The Mass

Seeking Silence

I want you to picture the scene in your minds. It’s Passover. Jesus has gathered his disciples to share in the Last Supper. Before His passion, He will give us the greatest sacrament we can ever have. His words will give hope and salvation to all souls until He comes again. The Apostles sit in silence and listen to his words intently but from the end of the table, there’s whispering going on.

“Hey Matthew, can you pass the salt?”

“I don’t have it Thaddeus”

“Oh okay, must be down by Peter, I’ll wait I guess”

“I have some egg left”

“Nah, I can’t eat eggs, they just give me indigestion. Ask Philip for some of that matzah would you?”

Now before you accuse me of being disrespectful, just hear me out. I know this absolutely did not happen at the Last Supper. The Apostles were as fallible as you or I but they knew that they were in the presence of Jesus and that what He was saying was so important, so vital and so remarkable that they sat in silence and listened intently. We know from the Gospels that the Apostles often had a lot to say for themselves – but we also know that they respected the Lord and when He spoke? They kept their peace and listened. And it’s time that some of us learned to do the same.

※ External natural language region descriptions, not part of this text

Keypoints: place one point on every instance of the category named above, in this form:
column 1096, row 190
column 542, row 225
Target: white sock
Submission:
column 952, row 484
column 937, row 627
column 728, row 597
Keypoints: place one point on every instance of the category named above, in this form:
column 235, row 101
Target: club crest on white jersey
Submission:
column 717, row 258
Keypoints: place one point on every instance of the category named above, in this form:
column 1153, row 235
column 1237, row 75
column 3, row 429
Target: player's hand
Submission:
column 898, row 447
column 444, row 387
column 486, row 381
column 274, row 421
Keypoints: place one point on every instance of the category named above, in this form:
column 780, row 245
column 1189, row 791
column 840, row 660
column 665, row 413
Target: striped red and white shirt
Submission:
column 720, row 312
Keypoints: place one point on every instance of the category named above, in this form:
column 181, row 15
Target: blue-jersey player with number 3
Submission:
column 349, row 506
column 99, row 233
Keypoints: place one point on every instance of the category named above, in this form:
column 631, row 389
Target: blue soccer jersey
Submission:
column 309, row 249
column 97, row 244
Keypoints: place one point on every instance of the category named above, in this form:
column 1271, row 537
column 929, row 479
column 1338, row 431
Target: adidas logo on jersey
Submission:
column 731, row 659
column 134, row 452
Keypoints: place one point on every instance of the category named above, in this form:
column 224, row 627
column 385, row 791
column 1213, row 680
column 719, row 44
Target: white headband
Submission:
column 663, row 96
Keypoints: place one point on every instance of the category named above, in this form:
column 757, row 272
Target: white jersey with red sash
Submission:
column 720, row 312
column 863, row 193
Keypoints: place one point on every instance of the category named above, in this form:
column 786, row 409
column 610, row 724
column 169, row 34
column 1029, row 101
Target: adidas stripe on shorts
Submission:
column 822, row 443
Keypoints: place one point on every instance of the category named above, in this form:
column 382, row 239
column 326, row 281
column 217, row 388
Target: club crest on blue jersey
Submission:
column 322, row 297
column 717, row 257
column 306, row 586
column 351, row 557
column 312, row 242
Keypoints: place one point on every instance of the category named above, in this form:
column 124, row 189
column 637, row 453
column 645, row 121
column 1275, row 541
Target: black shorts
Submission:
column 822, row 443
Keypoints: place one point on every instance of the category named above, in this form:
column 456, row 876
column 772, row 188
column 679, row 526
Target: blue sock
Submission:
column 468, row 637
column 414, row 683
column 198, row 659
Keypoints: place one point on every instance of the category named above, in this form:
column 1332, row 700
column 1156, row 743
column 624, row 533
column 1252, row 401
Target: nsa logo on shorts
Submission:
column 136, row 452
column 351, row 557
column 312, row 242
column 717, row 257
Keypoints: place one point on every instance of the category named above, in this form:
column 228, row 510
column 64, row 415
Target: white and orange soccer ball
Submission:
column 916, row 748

At yesterday evening’s Mass, I arrived a little early and took my place as usual. I like to have the chance to spend some time with Jesus before the Mass begins and whilst there’s always a little chatter and heavy footfall as people take their seats, I usually find it easy to zone the noise out and just focus on why I’m there – to see Jesus. Before I enter the church, I like to visualise a little suitcase full of all the daily irritations and annoyances and I leave it in the repository. I don’t want to take all those distractions into the church with me. Within a few minutes of taking my seat last night, two ladies arrived and took the pew in front. They began a hushed conversation but it wasn’t loud enough to be disruptive. The bell rang, we all stood up and the Mass began. But the conversation in front didn’t stop. They joined in the appropriate responses, they stood when we stood, they kneeled when we kneeled – but the conversation just didn’t stop. Finally we had a breakthrough. During the Homily? Perfect silence. Okay, it was accompanied by lots of frustrated glances and even the occasional rolling of the eyes but for the duration of the Homily, not a word was exchanged between the two women. And then….you guessed it. It started up again with a vengeance. All through the consecration of the host, in the line up to the altar, on the way back to the pew, throughout the hymn….it just didn’t stop.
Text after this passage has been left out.